If council wants to consider an amendment - and Mayor Jerry Dehnbostel predicted yesterday that it would make at least minor changes to the initiative that voters passed Nov. 2 - he said he would call a special meeting tomorrow for the vote.
"I think everyone is going to realize this is something we're really under the gun with," Mayor Dehnbostel said of decisions to be made at this morning's 7:30 committee-of-the-whole meeting.
He predicted council will amend the ban, at least to clarify how it would be enforced. But he said he would recommend any such amendments be effective in 30 days, instead of putting them in effect immediately, to allow time for city officials to notify businesses of the law.
"It's basically something we can't enforce until everyone is notified as to what the responsibilities are," the mayor said.
It was unclear yesterday what that would mean for restaurants and other businesses during that 30-day period. Mayor Dehnbostel said he did not know what the law would be in such a case and law director Jeffrey Robinson declined to comment.

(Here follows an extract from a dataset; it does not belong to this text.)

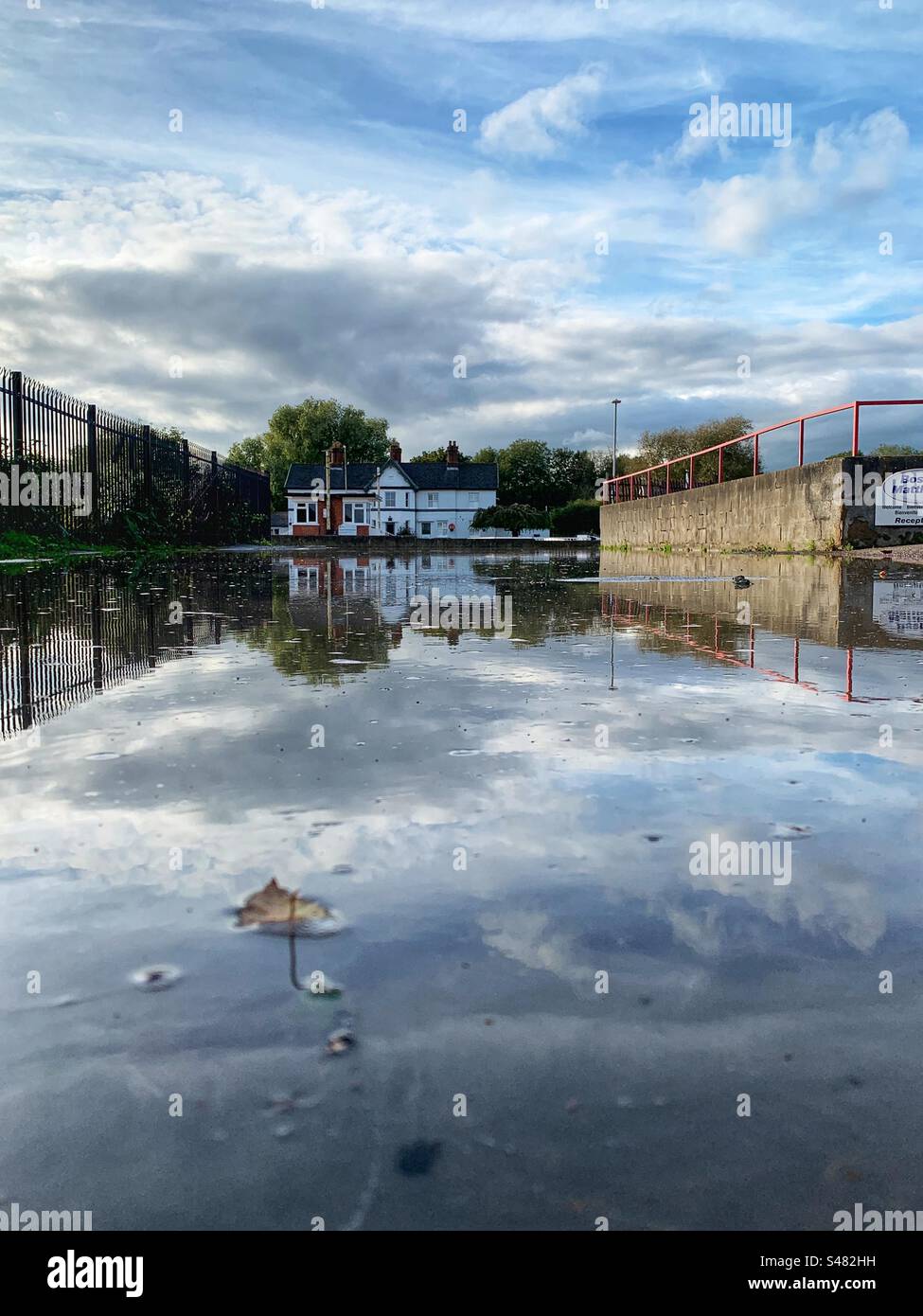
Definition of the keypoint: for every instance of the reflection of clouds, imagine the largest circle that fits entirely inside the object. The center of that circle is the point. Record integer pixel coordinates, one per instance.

Wauseon Police Chief Keith Torbet said police will investigate complaints of smoking and refer any that appear to violate the law to Mr. Robinson. He said no complaints had been filed early yesterday and he did not plan to send officers out to check for compliance.
"We have other things to worry about than whether someone is smoking in a restaurant," he said.
Sharon Morr, who was a leader in the effort to pass the smoking ban initiative at the polls Nov. 2, said the ban should be enforced immediately.
"I would hope the city will move on this right away - since they're almost two months late to begin with - even if they have to make phone calls," she said of notifying businesses. "It's not difficult to take your ash trays out and put up a sign that says 'No smoking.' You can make a sign on a piece of cardboard."
Mrs. Morr, who is director of corporate and community health promotion at Fulton County Health Center, said she hoped council would not make major changes in the initiative that voters passed by 79 votes, a 51 percent majority.
Council has a sample ordinance that would exempt eateries with fewer than 45 seats from a ban and would allow smoking in separate rooms and in bars of restaurants. Such a law would appear to allow all of the city's restaurants that allow smoking now to maintain smoking areas - the opposite of the initiative voters approved.
Mrs. Morr called that atrocious.
The initiative voters passed bans smoking in all public eateries, even if they have separately ventilated smoking rooms, making it stricter for restaurants than Toledo's smoking ban. Smoking is also banned in most other workplaces, including business vehicles.
Wauseon's ban, however, allows smoking in bars - the city has two - and in its three private clubs: Wauseon Elks 1734, American Legion Post 0265, and Veterans of Foreign Wars Post 7424.